Pendidik tidak hanya bertindak sebagai pemimpin kelas tetapi juga sebagai manajer kelas yang mampu menciptakan lingkungan pembelajaran yang menyenangkan. Faktor pendidik dan metode mereka mengajar adalah salah satu komponen yang menentukan keberhasilan belajar siswa di sekolah. Pendidik sangat bertanggung jawab atas perkembangan siswa. Sebagai pendidik, mereka harus memahami siswanya dalam proses belajar mengajar agar kegiatan belajar mengajar dapat berlangsung dengan baik.

Positive reinforcement mempunyai beberapa pengaruh yang berupa sikap positif terhadap pembelajaran siswa, diantaranya sebagai berikut:

a. Meningkatkan perhatian siswa terhadap pembelajaran.

b. Meningkatkan motivasi belajar siswa.

c. Meningkatkan kegiatan belajar dan membina tingkah laku siswa yang produktif dan aktif.

Saat pendidik bisa menggunakan pada positive reinforcement yang bisa difavoritkan oleh pendidik dan mengulangnya untuk beberapa kali, hasilnya mungkin tidak akan efektif.
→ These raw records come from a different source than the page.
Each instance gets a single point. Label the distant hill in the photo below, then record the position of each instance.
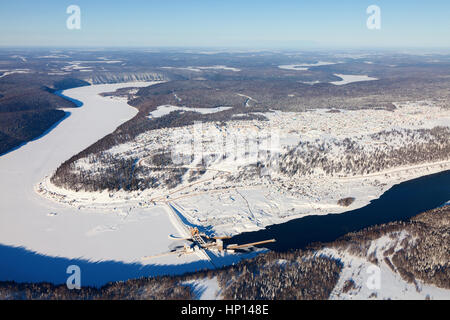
(28, 107)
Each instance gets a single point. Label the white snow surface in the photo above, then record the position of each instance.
(391, 285)
(304, 66)
(30, 221)
(166, 109)
(349, 78)
(205, 289)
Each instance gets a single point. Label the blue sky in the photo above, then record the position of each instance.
(227, 23)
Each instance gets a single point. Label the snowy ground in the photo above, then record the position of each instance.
(231, 207)
(378, 282)
(33, 222)
(205, 289)
(349, 78)
(164, 110)
(304, 66)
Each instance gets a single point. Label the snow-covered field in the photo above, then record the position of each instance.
(251, 203)
(349, 78)
(33, 222)
(305, 66)
(378, 282)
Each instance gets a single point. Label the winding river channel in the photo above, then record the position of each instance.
(40, 238)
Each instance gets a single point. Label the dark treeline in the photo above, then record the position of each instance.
(298, 274)
(28, 107)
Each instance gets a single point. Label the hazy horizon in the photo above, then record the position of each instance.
(254, 24)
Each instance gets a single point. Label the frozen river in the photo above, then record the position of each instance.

Misal, pendidik sering menggunakan kata “bagus” atau “cakep” setiap kali siswa memberikan tanggapan. Hal ini tidak bisa dikatakan penggunaan positive reinforcement dengan komentar saja. Ini akan mudah kehilangan kekuatannya pada sebagai penguatan. Penguatan yang sesungguhnya bisa mengurangi tujuan kasus pendidikan dan belajar siswa. Penguatan yang diberikan sangat cepat dan sering mungkin akan mengganggu atau menghalangi perkembangan gagasan dan interaksi siswa. Selama kegiatan pemecahan masalah, pengayaan yang berkelanjutan dapat mengganggu proses berpikir siswa. Penguatan juga dapat mengganggu interaksi siswa-siswa. Pendidik yang menanggapi setiap komentar siswa kemudian memfokuskan perhatian siswa pada diskusi mereka sendiri, menunjukkan bahwa siswa ingin berinteraksi satu sama lain.
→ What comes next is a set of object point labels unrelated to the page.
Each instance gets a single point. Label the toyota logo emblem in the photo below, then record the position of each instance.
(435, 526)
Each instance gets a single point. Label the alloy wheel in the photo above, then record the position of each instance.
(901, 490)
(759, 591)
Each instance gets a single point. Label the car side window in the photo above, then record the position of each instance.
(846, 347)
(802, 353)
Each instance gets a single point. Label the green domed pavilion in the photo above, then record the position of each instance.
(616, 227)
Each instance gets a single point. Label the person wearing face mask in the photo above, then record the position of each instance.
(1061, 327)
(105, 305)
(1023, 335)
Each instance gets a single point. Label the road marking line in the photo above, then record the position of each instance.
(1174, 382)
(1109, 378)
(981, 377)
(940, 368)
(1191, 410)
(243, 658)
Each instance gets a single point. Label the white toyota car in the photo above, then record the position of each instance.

Dasar pemberian penguatan adalah pola sebagian-sebagian dan pola berkesinambungan. Penguatan yang sepenuhnya diperlukan untuk tindakan tertentu disebut penguatan berkesinambungan. Penguatan ini akan tepat saat memulai pelajaran baru, tetapi biasanya jarang diberikan. Penguatan yang sebagian-sebagian adalah penguatan yang diberikan terhadap suatu respon, tetapi tidak keseluruhan, adalah pemberian penguatan setelah sejumlah respon atau setelah waktu tertentu. Dalam konteks ini, Suwarna dkk mengemukakan tentang prinsip-prinsip penggunaan keterampilan didalam pemberian penguatan, yaitu:

a. Kehangatan dan antusias.

b. Kebermaknaan.

c. Menghindari respon negatif.

d. Penguatan pada perseorangan.

e. Penguatan pada kelompok peserta didik.
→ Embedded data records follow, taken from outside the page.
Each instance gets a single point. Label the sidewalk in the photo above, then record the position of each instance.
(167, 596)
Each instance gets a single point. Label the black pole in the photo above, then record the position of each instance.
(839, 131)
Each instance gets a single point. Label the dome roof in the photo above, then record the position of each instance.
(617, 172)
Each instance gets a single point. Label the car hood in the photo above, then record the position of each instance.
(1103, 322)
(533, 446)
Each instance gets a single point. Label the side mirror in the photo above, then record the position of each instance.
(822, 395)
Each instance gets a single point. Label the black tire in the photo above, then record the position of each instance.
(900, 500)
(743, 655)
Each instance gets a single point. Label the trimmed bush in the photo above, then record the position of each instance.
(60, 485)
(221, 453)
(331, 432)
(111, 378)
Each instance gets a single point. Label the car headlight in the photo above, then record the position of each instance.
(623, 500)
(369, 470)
f. Penguatan yang dilakukan segera.

g. Penguatan yang dilakukan secara variatif.

Reaksi positif terhadap perilaku positif mengurangi interaksi negatif dan menyebabkan peningkatan interaksi positif. Pujian sangat penting untuk perilaku siswa. Pujian harus diberikan dengan cepat, sering, antusias, deskriptif, dan bervariasi. Pendidik harus menjelaskan dengan jelas perilaku positif siswa dan bagaimana hal itu berdampak pada prestasi akademik dan sosial mereka.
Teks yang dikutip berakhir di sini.